Para tirar um cidadão de casa para ir a um show, tem que ser algo como “o show do ano”.

As bets se tornaram outra grande concorrência aos eventos culturais. A população está gastando muito dinheiro na jogatina e acaba sobrando pouco para a cultura.

A crise no mercado só não afeta os grandes eventos sertanejos do país, como Barretos, Jaguariúna, Americana, entre outros grandes rodeios. É uma questão de viver a experiência de um grande evento, encontrar gente bonita que tem os mesmos gostos que você. É como o Rock in Rio. As pessoas vão para fazer parte de um “clubinho”.

Agora vamos aos cachês: impraticáveis. Basta o cantor estourar uma simples música para querer triplicar o cachê, mesmo o grande público não sabendo quem é o cantor.
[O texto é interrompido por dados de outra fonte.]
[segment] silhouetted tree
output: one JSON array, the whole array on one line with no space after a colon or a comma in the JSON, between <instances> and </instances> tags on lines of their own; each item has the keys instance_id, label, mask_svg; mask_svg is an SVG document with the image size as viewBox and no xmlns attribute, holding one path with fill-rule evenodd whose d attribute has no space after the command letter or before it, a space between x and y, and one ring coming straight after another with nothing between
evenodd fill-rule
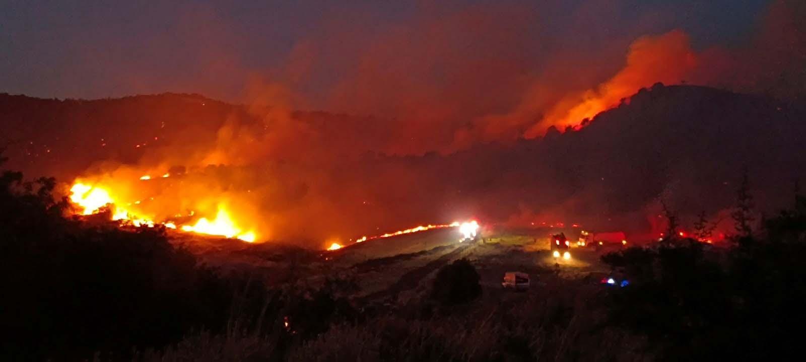
<instances>
[{"instance_id":1,"label":"silhouetted tree","mask_svg":"<svg viewBox=\"0 0 806 362\"><path fill-rule=\"evenodd\" d=\"M672 243L677 239L677 228L679 226L677 221L677 213L667 206L666 202L661 200L661 206L663 207L663 217L666 218L666 235L663 235L665 243Z\"/></svg>"},{"instance_id":2,"label":"silhouetted tree","mask_svg":"<svg viewBox=\"0 0 806 362\"><path fill-rule=\"evenodd\" d=\"M719 220L708 223L705 217L705 211L700 211L700 214L697 214L697 221L694 223L694 237L700 241L710 239L718 224Z\"/></svg>"},{"instance_id":3,"label":"silhouetted tree","mask_svg":"<svg viewBox=\"0 0 806 362\"><path fill-rule=\"evenodd\" d=\"M750 194L750 177L747 173L747 169L742 169L742 181L736 190L736 207L731 214L740 239L746 238L753 233L753 195Z\"/></svg>"}]
</instances>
A crise de shows já dura há anos, e os artistas estão irredutíveis. Não diminuem e parecem ignorar a situação.

Cantor precisa entender de uma vez por todas que todos precisam sair ganhando. A desunião do mercado chega a ser chocante.

Se não fossem os shows contratados pelas prefeituras, o mercado da música estaria caótico. Chegou a hora de recalcular a rota, porque 2027 tem tudo para dar errado.